According to pooled data from BRAVE-AA1 and BRAVE-AA2 published online March 1, 2023, efficacy continues to increase out to 52 weeks. Specifically, by week 52, 39% of individuals in the 4 mg arm achieved a SALT score of 20 or less, compared with 22.6% of individuals in the 2 mg arm. “You see similar linear growth in the eyebrow and eyelash response loss as well,” Dr. Chovatiya said.

In other findings, patients in the 4 mg treatment arm who achieved a SALT score of 20 or less at week 52 were eligible for randomized down titration, provided that they had stayed on the same dose of baricitinib from initial randomization. According to data from baricitinib manufacturer Eli Lilly, 77.5% of patients who stepped down to the 2 mg dose from the 4 mg dose at week 52 achieved a SALT score of 20 or less at week 76, Dr. Chovatiya said. “If I can keep someone on 4 mg that’s great, but it looks like you can go to a lower dose and do a pretty good job,” he said.

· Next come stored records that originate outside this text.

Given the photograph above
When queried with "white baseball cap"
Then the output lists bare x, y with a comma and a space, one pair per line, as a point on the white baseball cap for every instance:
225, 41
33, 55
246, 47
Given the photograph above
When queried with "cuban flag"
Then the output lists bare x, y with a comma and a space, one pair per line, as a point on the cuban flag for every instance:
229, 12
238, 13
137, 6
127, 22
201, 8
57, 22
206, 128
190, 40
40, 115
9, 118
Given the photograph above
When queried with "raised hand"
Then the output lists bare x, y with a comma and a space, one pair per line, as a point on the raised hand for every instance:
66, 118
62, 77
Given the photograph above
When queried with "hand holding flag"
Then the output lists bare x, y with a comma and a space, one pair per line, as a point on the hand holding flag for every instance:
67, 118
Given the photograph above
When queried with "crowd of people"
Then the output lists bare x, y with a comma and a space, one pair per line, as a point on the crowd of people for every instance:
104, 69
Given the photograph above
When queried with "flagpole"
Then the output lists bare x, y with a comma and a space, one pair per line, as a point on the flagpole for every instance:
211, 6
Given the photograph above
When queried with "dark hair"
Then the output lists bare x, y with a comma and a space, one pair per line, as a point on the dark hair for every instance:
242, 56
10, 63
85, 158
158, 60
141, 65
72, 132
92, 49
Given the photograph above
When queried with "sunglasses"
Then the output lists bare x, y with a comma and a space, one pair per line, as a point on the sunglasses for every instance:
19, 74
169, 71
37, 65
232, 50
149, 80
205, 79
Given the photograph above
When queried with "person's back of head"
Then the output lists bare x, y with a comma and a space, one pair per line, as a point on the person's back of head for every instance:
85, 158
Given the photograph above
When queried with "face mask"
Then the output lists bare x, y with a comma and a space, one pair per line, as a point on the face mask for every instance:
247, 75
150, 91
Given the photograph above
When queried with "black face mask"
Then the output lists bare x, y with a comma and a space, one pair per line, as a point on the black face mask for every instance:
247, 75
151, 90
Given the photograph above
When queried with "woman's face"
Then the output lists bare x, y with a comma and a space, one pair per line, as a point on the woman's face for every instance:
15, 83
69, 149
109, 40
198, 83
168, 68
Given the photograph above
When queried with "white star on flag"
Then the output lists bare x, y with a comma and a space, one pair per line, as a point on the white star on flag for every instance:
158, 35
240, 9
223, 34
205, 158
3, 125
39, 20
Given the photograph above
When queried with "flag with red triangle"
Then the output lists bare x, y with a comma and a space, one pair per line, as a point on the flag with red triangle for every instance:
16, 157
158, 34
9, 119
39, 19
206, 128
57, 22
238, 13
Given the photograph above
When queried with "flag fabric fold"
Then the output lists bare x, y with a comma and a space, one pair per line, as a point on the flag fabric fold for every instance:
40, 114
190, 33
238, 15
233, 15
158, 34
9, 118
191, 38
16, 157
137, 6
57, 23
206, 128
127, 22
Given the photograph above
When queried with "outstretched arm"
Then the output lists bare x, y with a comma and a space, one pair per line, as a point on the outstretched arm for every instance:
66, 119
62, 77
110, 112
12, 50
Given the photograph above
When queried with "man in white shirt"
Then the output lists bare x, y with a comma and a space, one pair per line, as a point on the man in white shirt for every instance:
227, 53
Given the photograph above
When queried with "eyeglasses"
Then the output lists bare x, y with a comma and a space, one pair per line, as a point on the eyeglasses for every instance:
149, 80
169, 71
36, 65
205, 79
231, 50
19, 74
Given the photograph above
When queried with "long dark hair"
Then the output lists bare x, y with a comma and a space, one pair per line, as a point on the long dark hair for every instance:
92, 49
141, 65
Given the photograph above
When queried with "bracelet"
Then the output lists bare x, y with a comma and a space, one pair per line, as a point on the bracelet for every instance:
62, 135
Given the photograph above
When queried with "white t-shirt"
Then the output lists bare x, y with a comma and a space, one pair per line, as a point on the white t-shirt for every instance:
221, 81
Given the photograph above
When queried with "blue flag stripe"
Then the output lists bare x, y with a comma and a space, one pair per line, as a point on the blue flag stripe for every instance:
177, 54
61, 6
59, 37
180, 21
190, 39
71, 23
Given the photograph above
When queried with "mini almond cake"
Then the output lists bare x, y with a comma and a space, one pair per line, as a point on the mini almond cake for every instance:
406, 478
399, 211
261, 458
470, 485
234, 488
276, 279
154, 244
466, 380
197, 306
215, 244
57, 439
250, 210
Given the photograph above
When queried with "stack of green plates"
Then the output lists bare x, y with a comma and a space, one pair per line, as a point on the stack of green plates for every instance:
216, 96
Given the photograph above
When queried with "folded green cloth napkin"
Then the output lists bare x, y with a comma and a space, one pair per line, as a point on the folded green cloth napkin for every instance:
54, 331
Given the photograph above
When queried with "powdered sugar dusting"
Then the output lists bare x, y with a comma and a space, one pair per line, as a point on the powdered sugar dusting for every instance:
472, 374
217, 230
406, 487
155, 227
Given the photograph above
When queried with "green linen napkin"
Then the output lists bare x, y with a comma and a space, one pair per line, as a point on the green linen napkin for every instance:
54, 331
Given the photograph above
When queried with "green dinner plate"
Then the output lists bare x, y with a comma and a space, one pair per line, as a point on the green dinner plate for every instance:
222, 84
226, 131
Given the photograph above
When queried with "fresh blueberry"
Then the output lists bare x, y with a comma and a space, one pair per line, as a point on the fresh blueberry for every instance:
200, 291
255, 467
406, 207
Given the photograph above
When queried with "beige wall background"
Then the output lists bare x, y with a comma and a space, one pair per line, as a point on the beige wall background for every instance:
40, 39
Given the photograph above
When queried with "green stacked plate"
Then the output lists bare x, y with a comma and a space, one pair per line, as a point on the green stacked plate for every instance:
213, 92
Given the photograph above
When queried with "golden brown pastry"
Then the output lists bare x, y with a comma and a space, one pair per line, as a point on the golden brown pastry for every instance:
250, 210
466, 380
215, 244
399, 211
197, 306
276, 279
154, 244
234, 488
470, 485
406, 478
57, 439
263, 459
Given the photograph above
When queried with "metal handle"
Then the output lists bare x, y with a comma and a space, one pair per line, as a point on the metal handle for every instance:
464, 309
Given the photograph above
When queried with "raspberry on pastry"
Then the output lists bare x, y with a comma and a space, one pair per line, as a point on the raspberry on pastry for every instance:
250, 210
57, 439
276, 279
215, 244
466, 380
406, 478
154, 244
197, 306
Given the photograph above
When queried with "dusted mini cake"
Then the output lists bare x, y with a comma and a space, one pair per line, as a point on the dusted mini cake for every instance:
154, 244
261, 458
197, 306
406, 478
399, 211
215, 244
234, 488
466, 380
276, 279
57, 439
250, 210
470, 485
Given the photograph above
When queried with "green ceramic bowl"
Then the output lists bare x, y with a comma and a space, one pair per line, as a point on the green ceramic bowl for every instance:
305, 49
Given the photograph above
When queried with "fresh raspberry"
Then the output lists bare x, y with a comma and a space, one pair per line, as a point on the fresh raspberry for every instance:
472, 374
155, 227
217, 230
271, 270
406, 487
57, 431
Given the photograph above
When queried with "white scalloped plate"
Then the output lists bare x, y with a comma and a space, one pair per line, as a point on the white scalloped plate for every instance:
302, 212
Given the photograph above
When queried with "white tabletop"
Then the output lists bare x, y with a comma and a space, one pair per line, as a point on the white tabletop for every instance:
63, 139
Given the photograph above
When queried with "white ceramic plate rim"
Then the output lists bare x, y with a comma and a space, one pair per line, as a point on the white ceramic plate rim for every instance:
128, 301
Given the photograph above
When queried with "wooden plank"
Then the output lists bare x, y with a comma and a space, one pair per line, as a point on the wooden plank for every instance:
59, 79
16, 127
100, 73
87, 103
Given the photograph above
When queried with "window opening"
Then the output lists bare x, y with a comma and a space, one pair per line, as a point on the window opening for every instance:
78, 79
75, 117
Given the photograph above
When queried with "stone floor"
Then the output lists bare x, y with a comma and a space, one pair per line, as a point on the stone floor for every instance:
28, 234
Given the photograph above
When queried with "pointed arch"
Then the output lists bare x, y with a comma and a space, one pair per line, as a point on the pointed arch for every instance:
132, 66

Patients in the baricitinib arms who achieved a SALT score of 20 or less at week 52 were eligible for randomized withdrawal, provided that they had stayed on the same dose of the drug from initial randomization. According to Dr. Chovatiya, 89.4% of individuals who remained on the 4 mg dose to week 76 maintained a SALT score of 20 or less, compared with 33.3% of those who switched from the 4 mg to placebo. “The takeaway here is that clinically, longitudinal treatment looks to be required in this time period” for continued efficacy, he said. “However, what this looks like in the real world remains to be seen.”

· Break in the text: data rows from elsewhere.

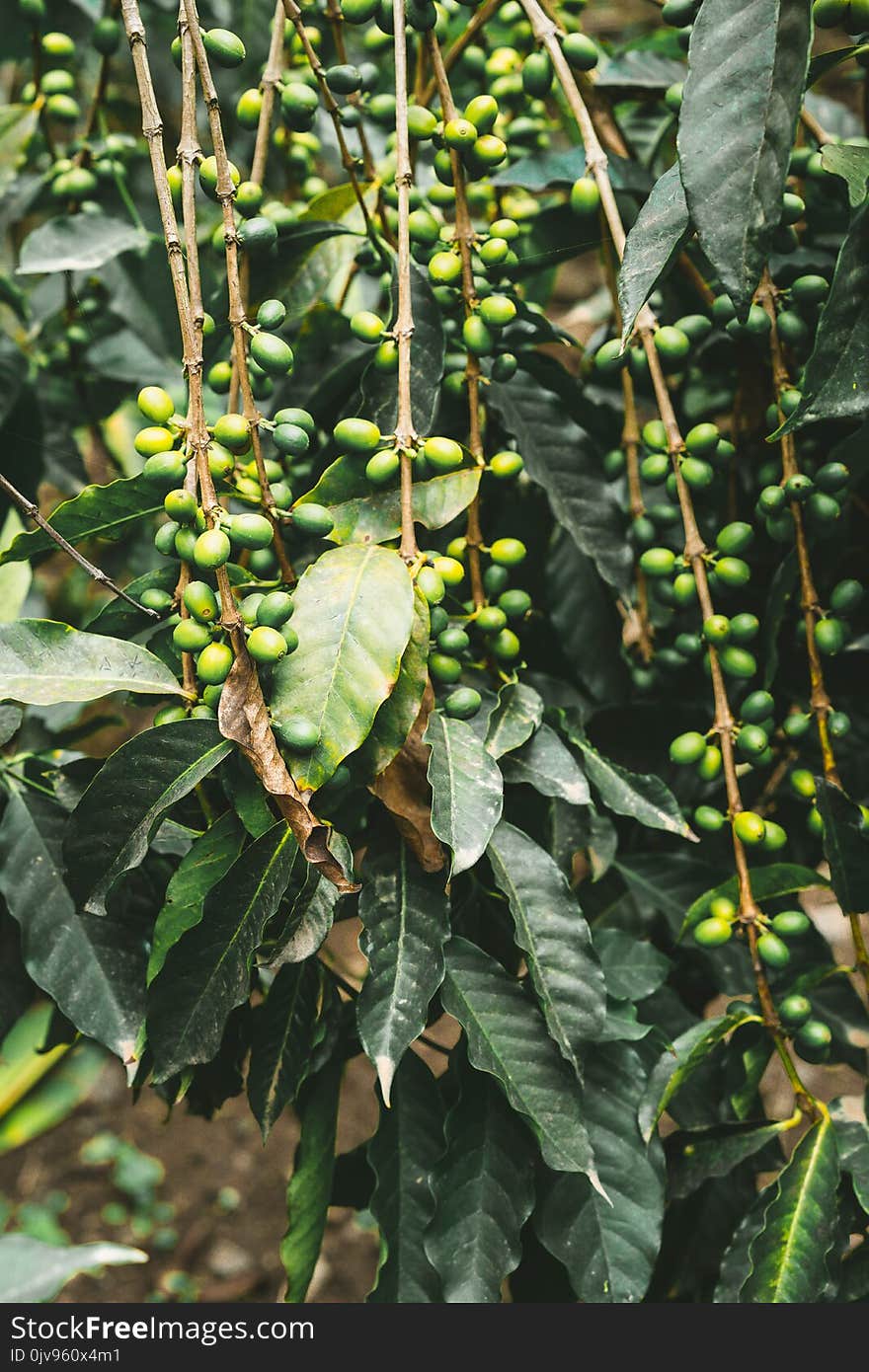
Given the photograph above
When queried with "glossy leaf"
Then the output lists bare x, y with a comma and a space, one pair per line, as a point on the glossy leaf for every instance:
546, 764
746, 76
98, 512
353, 615
675, 1066
467, 789
788, 1255
403, 1153
94, 969
484, 1191
608, 1246
509, 1038
281, 1040
46, 663
117, 816
405, 917
310, 1181
207, 859
654, 240
553, 935
366, 514
207, 971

A recently published integrated analysis of safety data from BRAVE-AA1 and BRAVE-AA2 reported that no deaths occurred and of the few reported serious infections, nearly half were COVID-19. There was a single case of multidermatomal herpes zoster and no cases of tuberculosis. One patient with risk factors for MI had an MI during a placebo-controlled period, and one study participant with a history of COVID-19 infection developed a pulmonary embolism at day 638. There was one case each of chronic lymphocytic leukemia, B-cell lymphoma, breast cancer, and appendicitis.
 

 

 

Baseline severity and treatment response

“Does treatment response vary with baseline disease status?” Dr. Chovatiya asked. “Yes. People with very severe hair loss [defined as a SALT score of 95 or higher] tended to do worse, while the rest of the study population did even better – an almost twofold difference. This means that you want to treat as early as you possibly can. It’s interesting to note that you don’t see this difference as much in the case of eyebrows and eyelashes. This makes sense, though. Eyebrows and eyelashes probably behave differently in terms of growth than the scalp does.”

Certain baseline characteristics of patients in BRAVE-AA1 and BRAVE-AA2 portended better outcomes. Women tended to fare better than men, but individuals who had longer histories of AA did not respond well. “People who had a shorter duration of their current episode of AA also did better than people who had a longer current episode, so we want to think about treating as soon as we possibly can,” Dr. Chovatiya said.

Dr. Chovatiya disclosed that he is a consultant to, a speaker for, investigator, and/or a member of the advisory board for several pharmaceutical companies, including Eli Lilly.